Described occludator to small part is positioned at described heart arched roof, so that described heart arched roof is inaccessible basically.

21. the method for claim 20, wherein said heart arched roof is a left auricle.

22. one kind is used to promote angiopoietic method in experimenter's heart, described method comprises:

The cell-matrix construction is attached to described experimenter's heart, and increasing the blood vessel quantity in the described heart, described cell-matrix construction comprises fibroblast and by the excretory naturally ctgf protein of described fibroblast.

23. the method for claim 22 wherein adheres to described heart by the cell of nature is attached with described cell-matrix construction.

24. the method for claim 22 wherein is attached to described heart by attachment means with described cell-matrix construction.

25. the method for claim 24, wherein said attachment means are stitching, biogum, rubber polymer, laser dye or hydrogel.

26. the method for claim 25, wherein said biogum is a Fibrin Glue.

27. the method for claim 22, wherein said cell-matrix construction is attached to the visceral pericardium of the described heart.

28. the method for claim 22, wherein said cell-matrix construction is attached to the myocardium of the described heart.

29. the method for claim 22, wherein said cell-matrix construction is attached to the endocardium of the described heart.

30. a method that promotes the mammalian tissues vascularization in vivo, described method comprises:

The cell-matrix construction is attached to described mammalian tissues, and increasing the blood vessel quantity in the described mammalian tissues, described cell-matrix construction comprises fibroblast and by the excretory naturally endogenous extracellular matrix components of described fibroblast.

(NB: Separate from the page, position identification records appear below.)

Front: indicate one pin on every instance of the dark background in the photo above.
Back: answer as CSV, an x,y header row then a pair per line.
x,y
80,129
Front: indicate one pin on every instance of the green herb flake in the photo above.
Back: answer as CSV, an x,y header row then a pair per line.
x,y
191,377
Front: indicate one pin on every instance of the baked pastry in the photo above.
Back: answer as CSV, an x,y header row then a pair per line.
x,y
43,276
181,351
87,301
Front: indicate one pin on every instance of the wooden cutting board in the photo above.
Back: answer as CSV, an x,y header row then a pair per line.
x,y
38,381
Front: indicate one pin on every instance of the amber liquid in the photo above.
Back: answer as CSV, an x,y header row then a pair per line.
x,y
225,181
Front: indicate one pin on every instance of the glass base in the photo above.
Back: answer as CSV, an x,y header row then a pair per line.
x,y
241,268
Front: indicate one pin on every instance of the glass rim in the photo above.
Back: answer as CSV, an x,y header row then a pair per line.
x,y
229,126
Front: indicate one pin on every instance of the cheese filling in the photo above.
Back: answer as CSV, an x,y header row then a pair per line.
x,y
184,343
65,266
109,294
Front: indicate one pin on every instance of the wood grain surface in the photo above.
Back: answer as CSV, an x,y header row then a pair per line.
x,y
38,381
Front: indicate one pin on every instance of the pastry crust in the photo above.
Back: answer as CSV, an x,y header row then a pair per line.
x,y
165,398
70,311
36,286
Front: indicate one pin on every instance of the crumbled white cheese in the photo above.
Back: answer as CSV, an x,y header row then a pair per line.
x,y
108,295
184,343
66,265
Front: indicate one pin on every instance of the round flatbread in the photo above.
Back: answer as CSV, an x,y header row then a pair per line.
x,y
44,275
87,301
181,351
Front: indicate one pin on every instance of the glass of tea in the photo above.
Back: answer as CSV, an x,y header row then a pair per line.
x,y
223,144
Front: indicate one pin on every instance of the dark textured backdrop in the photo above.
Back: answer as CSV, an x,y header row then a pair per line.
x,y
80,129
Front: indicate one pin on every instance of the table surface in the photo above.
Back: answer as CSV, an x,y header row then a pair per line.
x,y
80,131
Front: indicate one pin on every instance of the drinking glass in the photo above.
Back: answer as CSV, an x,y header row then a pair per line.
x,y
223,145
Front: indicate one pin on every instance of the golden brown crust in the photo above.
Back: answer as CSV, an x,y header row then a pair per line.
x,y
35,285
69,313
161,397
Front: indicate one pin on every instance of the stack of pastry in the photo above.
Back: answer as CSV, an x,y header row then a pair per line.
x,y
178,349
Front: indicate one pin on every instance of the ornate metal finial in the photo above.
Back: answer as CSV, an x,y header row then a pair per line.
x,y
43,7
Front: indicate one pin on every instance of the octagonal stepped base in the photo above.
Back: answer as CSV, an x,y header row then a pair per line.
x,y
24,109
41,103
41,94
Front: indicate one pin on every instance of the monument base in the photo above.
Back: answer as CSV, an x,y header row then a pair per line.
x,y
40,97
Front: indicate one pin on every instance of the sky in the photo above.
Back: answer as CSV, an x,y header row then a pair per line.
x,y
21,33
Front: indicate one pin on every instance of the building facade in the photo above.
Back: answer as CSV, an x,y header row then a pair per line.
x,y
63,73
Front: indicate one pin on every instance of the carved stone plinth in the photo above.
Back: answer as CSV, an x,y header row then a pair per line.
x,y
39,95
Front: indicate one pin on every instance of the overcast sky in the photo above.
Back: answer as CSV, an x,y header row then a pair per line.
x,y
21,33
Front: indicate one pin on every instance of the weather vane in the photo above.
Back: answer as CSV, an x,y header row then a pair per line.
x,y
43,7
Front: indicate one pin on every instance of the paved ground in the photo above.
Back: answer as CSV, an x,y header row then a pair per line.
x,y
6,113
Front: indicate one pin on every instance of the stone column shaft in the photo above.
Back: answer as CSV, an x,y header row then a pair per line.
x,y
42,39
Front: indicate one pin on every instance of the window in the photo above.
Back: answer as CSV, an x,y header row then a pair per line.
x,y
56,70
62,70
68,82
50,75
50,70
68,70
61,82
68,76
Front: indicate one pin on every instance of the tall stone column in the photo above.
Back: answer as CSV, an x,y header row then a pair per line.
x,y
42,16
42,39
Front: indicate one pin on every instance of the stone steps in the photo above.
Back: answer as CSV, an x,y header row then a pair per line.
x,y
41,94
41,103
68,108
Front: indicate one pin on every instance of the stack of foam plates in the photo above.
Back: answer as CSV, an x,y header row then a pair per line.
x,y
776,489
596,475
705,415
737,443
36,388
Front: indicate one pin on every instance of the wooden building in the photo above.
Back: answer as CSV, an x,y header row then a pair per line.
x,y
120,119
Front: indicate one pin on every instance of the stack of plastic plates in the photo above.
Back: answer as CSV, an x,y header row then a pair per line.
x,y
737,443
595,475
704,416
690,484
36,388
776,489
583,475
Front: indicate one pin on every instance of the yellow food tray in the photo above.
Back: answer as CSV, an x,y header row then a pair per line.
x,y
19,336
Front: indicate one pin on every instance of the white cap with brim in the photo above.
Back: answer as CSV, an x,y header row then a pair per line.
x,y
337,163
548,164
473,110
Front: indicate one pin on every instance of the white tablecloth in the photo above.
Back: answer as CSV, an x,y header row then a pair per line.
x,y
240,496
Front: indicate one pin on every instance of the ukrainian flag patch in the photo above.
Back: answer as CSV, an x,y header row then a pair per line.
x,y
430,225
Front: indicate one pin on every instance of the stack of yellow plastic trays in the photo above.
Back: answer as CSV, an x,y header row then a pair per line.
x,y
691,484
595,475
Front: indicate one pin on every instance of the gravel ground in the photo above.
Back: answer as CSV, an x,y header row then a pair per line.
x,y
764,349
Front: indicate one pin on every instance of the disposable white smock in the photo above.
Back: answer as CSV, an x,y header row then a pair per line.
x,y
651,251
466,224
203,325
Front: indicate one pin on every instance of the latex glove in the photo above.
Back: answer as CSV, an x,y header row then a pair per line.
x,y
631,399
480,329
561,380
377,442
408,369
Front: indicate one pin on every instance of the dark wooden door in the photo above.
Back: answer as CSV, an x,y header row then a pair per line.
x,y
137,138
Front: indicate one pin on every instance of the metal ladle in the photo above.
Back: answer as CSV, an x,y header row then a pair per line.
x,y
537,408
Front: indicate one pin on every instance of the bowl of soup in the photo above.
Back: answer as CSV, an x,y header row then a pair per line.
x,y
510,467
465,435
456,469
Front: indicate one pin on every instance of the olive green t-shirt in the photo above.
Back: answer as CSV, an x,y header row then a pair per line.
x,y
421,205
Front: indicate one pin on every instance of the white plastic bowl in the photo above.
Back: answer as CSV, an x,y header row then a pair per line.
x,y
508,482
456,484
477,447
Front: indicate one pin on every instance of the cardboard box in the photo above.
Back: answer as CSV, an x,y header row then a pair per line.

31. the method for claim 30, wherein said mammalian tissues are heart tissue, skeletal muscle, smooth muscle, connective tissue or skin histology.

32. the method for claim 30 wherein adheres to described mammalian tissues by the cell of nature is attached with described cell-matrix construction.

33. the method for claim 32 wherein is attached to described mammalian tissues by attachment means with described cell-matrix construction.

34. the method for claim 33, wherein said attachment means are stitching, biogum, rubber polymer, laser dye or hydrogel.

35. a method that promotes the healing of experimenter's anastomotic position, described method comprises:

The cell-matrix construction is attached to described position, with the growth that promotes endotheliocyte with increase blood vessel quantity in the described position, wherein said cell-matrix construction comprises fibroblast and by the excretory naturally endogenous extracellular matrix components of described fibroblast.

36. the method for claim 35 wherein adheres to described position by the cell of nature is attached with described cell-matrix construction.

37. the method for claim 35 wherein by any means in stitching, biogum, rubber polymer, laser dye or the hydrogel, is attached to described position with described cell-matrix construction.